When a participant begins to share their emotional experience — whether through their negative comments or their body language — it’s risky to ignore it. Instead, ask questions that will not only help the individual process their reaction but also spark curiosity in others and prevent them from subconsciously mirroring the negative emotion. Once you’ve validated the emotional experience and halted the spread of negativity, use open body language, positive reinforcement or even uplifting music to get the room resonating on a more positive frequency.
The third and final component of managing thoughtload is to restore people’s depleted energy reserves. Long days in growth mode are exhausting, particularly when spent in rooms with poor lighting or, worse, staring at a screen during virtual training.
- Build With Momentum in Mind
Some of your participants might walk into the room ready to learn and grow; others will drag themselves across the start line. Your job is to build momentum and manage it so that energy becomes a renewable, rather than a finite, resource.
The first thing to do is start on a downhill. Use short, staccato exercises with immediate feedback and gratification to create quick wins. Then you can build toward more complex and meaningful insights where the reward is more intrinsic. Then lock in the progress with time for reflection and action planning before taking a sizable break. And don’t fall into the trap of shortening breaks to cram in more content. Managing energy is essential to keeping thoughtload out of the red zone.
- Make Room for Individual Differences
One final strategy to keep energy up and thoughtload down is to provide different options for activities that are tailored to four different energy profiles: physical activity, social connection, intellectual stimulation and orderly process.

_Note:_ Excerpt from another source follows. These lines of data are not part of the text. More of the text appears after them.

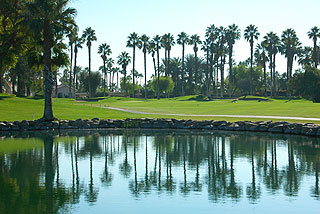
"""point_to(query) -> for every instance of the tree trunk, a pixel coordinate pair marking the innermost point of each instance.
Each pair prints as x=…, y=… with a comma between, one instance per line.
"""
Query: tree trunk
x=90, y=91
x=230, y=69
x=133, y=59
x=182, y=72
x=104, y=77
x=70, y=78
x=251, y=62
x=75, y=70
x=145, y=74
x=48, y=80
x=158, y=82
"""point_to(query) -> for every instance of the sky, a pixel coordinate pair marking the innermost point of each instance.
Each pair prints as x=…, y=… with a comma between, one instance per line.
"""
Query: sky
x=114, y=20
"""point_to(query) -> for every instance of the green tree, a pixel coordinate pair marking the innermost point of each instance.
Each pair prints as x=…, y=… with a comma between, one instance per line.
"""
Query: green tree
x=105, y=51
x=314, y=34
x=183, y=39
x=233, y=33
x=133, y=42
x=89, y=35
x=78, y=41
x=145, y=47
x=49, y=19
x=195, y=41
x=261, y=60
x=157, y=41
x=290, y=47
x=166, y=85
x=123, y=60
x=250, y=34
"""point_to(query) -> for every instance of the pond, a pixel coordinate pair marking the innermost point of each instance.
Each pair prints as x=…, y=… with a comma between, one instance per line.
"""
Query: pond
x=158, y=171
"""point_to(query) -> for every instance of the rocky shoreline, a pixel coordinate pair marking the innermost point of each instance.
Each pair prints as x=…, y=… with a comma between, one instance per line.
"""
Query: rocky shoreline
x=283, y=127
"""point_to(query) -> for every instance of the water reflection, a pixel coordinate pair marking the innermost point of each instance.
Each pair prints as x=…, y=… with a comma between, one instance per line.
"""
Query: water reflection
x=72, y=167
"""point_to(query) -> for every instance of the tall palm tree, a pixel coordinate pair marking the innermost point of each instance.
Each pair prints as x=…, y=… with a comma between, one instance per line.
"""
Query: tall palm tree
x=183, y=39
x=211, y=36
x=314, y=34
x=290, y=46
x=157, y=42
x=195, y=41
x=77, y=45
x=144, y=45
x=233, y=33
x=110, y=63
x=167, y=43
x=105, y=50
x=72, y=37
x=53, y=18
x=261, y=58
x=133, y=42
x=89, y=35
x=152, y=50
x=123, y=60
x=250, y=34
x=272, y=42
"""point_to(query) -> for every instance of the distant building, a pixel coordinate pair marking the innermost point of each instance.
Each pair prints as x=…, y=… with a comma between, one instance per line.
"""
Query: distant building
x=63, y=91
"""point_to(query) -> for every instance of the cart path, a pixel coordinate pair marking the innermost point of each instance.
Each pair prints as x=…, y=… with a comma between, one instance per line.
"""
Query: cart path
x=217, y=115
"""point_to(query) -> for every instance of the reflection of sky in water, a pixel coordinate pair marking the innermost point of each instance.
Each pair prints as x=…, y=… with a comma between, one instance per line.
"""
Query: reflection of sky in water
x=189, y=193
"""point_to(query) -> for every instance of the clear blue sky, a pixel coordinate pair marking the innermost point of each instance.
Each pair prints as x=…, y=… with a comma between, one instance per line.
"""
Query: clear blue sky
x=113, y=21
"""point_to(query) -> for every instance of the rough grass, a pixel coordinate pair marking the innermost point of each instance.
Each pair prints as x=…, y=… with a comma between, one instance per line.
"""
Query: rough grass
x=14, y=108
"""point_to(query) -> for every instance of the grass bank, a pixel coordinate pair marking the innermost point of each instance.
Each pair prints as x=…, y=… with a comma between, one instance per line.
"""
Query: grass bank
x=15, y=108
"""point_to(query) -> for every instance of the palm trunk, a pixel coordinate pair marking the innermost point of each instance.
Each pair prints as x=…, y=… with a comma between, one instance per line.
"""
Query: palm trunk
x=222, y=76
x=196, y=71
x=182, y=72
x=75, y=67
x=89, y=50
x=251, y=62
x=145, y=74
x=230, y=69
x=48, y=80
x=158, y=82
x=70, y=80
x=133, y=58
x=104, y=77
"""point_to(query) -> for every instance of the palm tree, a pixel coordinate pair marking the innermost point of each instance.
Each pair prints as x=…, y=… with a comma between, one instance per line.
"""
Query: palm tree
x=145, y=47
x=157, y=42
x=53, y=19
x=110, y=63
x=133, y=42
x=314, y=34
x=195, y=41
x=77, y=45
x=305, y=57
x=167, y=41
x=272, y=42
x=261, y=58
x=89, y=35
x=152, y=50
x=183, y=39
x=105, y=50
x=250, y=34
x=123, y=60
x=290, y=46
x=72, y=37
x=232, y=34
x=211, y=36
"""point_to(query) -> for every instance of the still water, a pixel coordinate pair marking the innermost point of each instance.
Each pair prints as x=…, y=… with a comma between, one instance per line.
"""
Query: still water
x=159, y=172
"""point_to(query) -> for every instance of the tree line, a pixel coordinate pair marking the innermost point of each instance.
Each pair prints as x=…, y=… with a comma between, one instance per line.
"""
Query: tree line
x=33, y=50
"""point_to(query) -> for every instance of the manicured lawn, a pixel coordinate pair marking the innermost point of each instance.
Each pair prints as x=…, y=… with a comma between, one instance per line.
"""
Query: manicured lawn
x=14, y=108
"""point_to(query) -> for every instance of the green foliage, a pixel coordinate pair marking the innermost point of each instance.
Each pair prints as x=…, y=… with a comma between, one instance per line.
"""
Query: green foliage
x=242, y=79
x=84, y=81
x=306, y=83
x=166, y=85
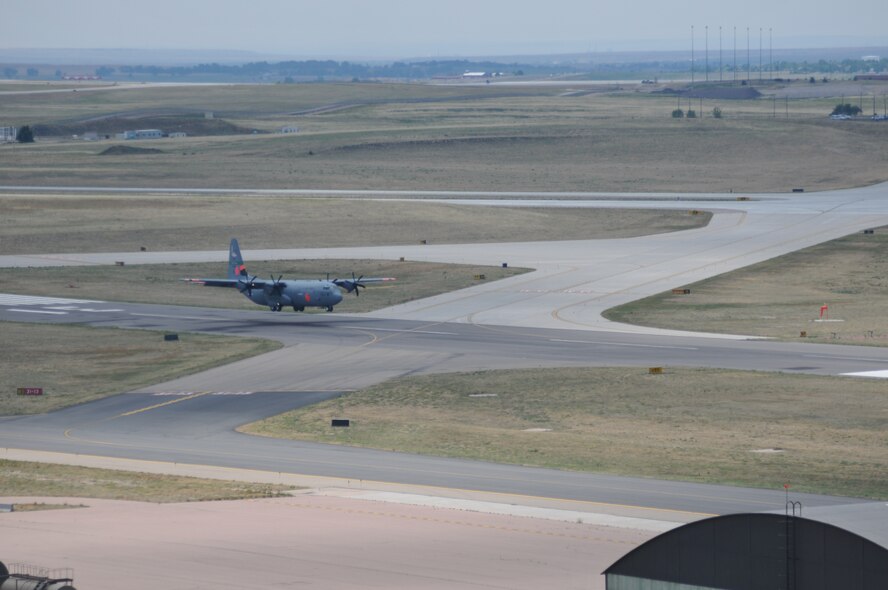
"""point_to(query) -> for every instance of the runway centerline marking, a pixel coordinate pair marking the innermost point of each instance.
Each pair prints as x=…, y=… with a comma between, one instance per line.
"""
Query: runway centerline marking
x=402, y=331
x=160, y=405
x=623, y=344
x=183, y=317
x=47, y=312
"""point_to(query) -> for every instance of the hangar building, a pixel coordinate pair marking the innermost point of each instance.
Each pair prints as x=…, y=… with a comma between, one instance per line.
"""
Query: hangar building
x=831, y=547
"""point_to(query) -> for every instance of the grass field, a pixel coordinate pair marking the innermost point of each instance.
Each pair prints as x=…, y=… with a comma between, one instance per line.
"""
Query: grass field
x=34, y=224
x=417, y=137
x=23, y=479
x=829, y=434
x=160, y=283
x=782, y=297
x=75, y=364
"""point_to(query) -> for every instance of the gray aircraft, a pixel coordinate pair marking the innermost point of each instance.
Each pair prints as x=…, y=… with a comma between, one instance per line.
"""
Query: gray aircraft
x=276, y=293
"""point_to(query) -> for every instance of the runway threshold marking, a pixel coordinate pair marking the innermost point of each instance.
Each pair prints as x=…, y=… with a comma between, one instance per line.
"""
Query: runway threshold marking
x=160, y=405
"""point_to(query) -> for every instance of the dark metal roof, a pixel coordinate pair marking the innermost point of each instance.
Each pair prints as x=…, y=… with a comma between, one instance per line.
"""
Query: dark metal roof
x=763, y=550
x=869, y=520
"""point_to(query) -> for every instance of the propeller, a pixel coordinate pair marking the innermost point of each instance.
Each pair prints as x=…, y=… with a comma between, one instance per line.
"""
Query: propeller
x=357, y=285
x=276, y=284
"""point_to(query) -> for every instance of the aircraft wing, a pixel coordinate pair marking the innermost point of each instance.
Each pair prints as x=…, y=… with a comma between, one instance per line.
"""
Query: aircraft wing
x=350, y=284
x=239, y=283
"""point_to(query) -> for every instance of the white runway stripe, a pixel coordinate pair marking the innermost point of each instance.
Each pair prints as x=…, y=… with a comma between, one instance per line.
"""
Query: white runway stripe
x=877, y=374
x=9, y=299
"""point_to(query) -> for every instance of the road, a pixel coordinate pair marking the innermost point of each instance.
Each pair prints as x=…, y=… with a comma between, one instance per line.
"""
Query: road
x=550, y=317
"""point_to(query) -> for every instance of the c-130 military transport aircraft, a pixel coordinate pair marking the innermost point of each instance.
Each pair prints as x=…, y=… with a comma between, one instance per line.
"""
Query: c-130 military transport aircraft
x=276, y=293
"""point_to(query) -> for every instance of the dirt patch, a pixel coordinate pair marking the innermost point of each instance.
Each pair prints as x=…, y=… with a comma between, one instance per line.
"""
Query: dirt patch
x=189, y=124
x=714, y=92
x=123, y=150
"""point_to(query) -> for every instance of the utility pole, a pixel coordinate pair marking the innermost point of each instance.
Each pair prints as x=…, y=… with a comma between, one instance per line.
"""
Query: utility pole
x=748, y=62
x=707, y=52
x=760, y=54
x=735, y=54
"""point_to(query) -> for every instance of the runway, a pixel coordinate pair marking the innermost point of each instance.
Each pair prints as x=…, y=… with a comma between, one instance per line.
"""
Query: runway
x=550, y=317
x=192, y=419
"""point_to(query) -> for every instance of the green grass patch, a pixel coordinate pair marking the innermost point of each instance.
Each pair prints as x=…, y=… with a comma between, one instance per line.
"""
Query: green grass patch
x=695, y=425
x=75, y=364
x=23, y=479
x=781, y=298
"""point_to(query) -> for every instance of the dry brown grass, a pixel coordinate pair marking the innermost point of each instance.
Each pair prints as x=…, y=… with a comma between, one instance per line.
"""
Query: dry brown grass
x=606, y=142
x=781, y=298
x=695, y=425
x=76, y=364
x=52, y=224
x=23, y=479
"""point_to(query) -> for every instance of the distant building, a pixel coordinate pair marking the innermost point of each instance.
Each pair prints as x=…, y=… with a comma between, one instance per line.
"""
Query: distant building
x=8, y=134
x=141, y=134
x=148, y=133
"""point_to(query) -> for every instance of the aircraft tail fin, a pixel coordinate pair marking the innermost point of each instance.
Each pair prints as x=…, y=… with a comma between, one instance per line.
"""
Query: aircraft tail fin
x=236, y=267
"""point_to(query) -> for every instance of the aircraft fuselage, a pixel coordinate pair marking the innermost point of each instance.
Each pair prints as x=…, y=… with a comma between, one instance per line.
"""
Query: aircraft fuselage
x=296, y=293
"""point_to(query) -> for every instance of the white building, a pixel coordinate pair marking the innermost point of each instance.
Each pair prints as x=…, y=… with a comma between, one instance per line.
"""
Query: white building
x=148, y=134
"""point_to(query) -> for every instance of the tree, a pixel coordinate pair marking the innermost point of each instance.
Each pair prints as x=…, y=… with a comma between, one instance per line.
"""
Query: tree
x=25, y=135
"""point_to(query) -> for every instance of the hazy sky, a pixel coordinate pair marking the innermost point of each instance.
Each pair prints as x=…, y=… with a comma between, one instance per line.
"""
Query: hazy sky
x=417, y=28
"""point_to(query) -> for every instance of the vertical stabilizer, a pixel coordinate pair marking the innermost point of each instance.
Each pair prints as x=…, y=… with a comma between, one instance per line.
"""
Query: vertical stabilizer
x=236, y=268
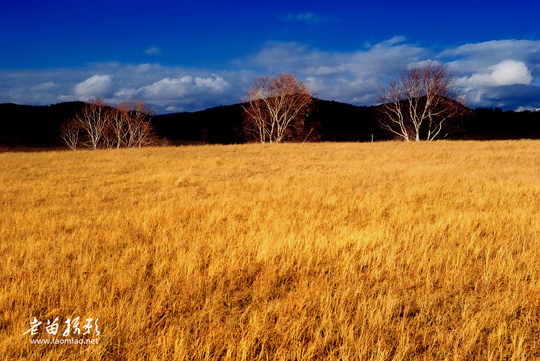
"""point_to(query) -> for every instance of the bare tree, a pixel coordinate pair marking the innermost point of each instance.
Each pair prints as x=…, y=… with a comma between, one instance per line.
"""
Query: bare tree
x=93, y=122
x=69, y=132
x=276, y=108
x=102, y=126
x=418, y=104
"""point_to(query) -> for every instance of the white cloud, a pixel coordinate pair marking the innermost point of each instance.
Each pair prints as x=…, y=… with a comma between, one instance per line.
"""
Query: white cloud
x=502, y=73
x=507, y=72
x=94, y=86
x=153, y=50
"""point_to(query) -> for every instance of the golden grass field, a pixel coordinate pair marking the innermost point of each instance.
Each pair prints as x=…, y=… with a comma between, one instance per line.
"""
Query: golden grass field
x=375, y=251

Where possible, have different versions of exercises — or different break activities — that allow learners to tap into what energizes them most
Thoughtload Is a Tax You Can’t Ignore
Your learners are already carrying a heavy thoughtload, and your training can easily feel like just another demand on their attention — another source of anxiety or another drain on already limited energy. Designing and delivering training with that thoughtload in mind makes it more likely you’ll cut through the noise, foster awareness and insight, and drive lasting behavior change.